Indonesia summons UK envoy over LGBT flag issue

Indonesia summons UK envoy over LGBT flag issue

This file photo taken on June 25, 2021 shows the rainbow flag hanging next to the UK national flag over the entrance to the British Embassy in Moscow. ALEXANDER NEMENOV AFP JAKARTA- Indonesia summoned Britain's ambassador on Monday to explain the raising of a lesbian, gay, bisexual and transgender flag at its embassy, and urged foreign missions to respect local sensitivities after a backlash among conservatives.

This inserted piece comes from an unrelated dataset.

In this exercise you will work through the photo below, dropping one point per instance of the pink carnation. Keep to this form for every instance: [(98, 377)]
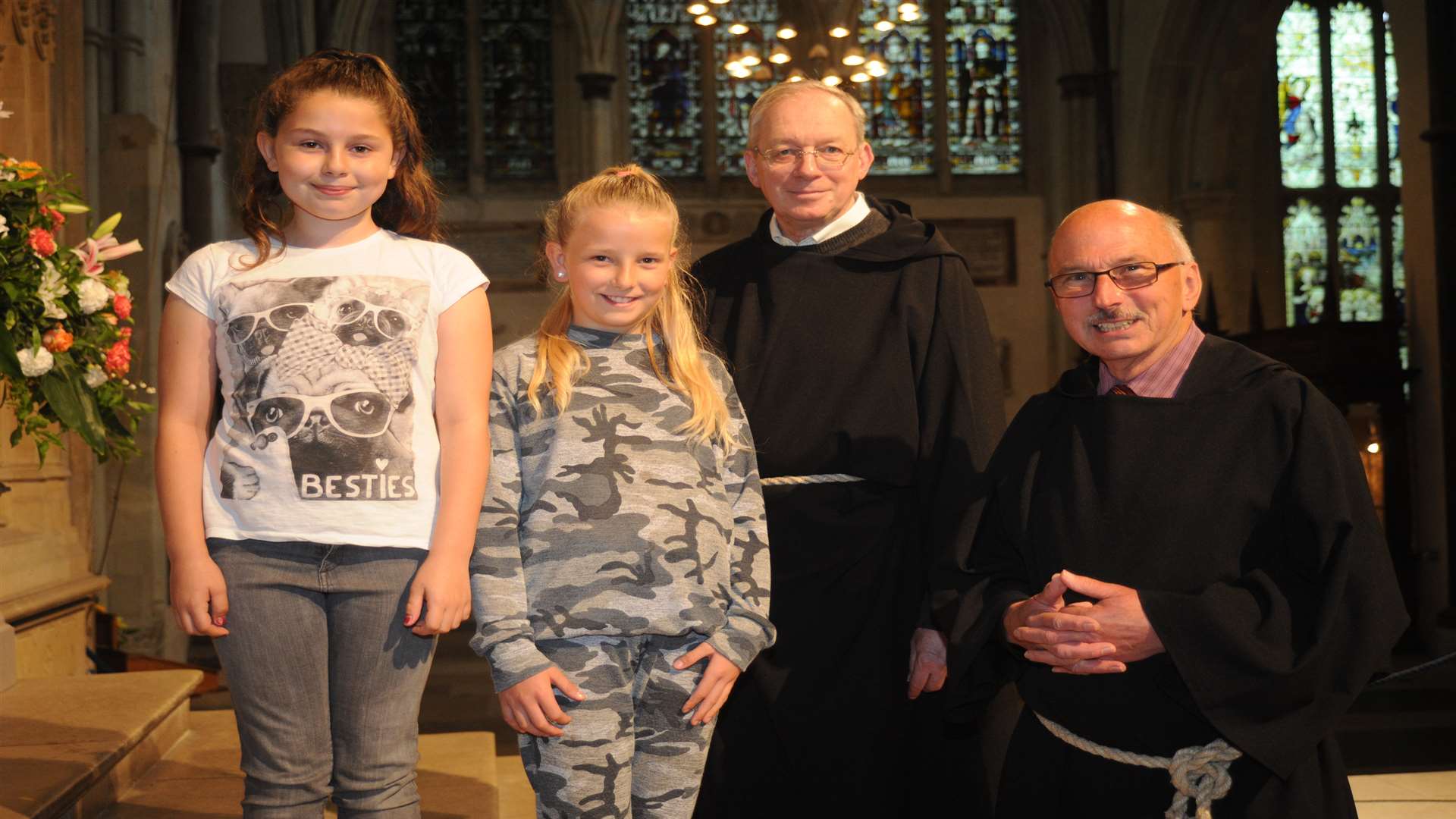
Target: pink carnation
[(118, 359), (42, 242)]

Unless there is a sharia-ruled province of Aceh, homosexuality is not illegal in Indonesia, the world's largest Muslim-majority country, although it is generally considered taboo.

The rainbow LGBT flag was flown on May 17 at the country's embassy in Jakarta to mark the International Day Against Homophobia, Biphobia and Transphobia, according to an Instagram post by the country's embassy.

Alumni 212 Brotherhood, an influential conservative Islamic movement, said in a statement that the flag sullied the sacred values of the Indonesia ALSO READ: LGBT community, already marginalized, is forgotten amid the Pandemic.

Foreign ministry reminds foreign representatives to be respectful of the sensitivities among Indonesians on matters relevant to their culture, religion and belief, he said.

A British embassy spokeswoman didn't respond immediately to a request for comment.

Faizasyah said that while an embassy is sovereign territory, the Vienna Convention on Diplomatic Relations stipulates that only that nation's flag can be flown.

As some politicians start to speak about Islam playing a larger role in the state, Indonesia is less tolerant of its LGBT community, according to activists and human rights groups.

A 2020 survey conducted by the Pew Research Center shows that 80 percent of Indonesians believe homosexuality should not be accepted by society ALSO READ: Vietnam's 'first trans dad' shows LGBT openness and challenges.

The chief security minister of Indonesia said last week that a revision of the criminal code being deliberated by parliament included articles aimed at the LGBT community, a move backed by some conservative lawmakers.

His comments came after a backlash over a popular podcast that had to scrap an episode this month in which a gay couple was interviewed.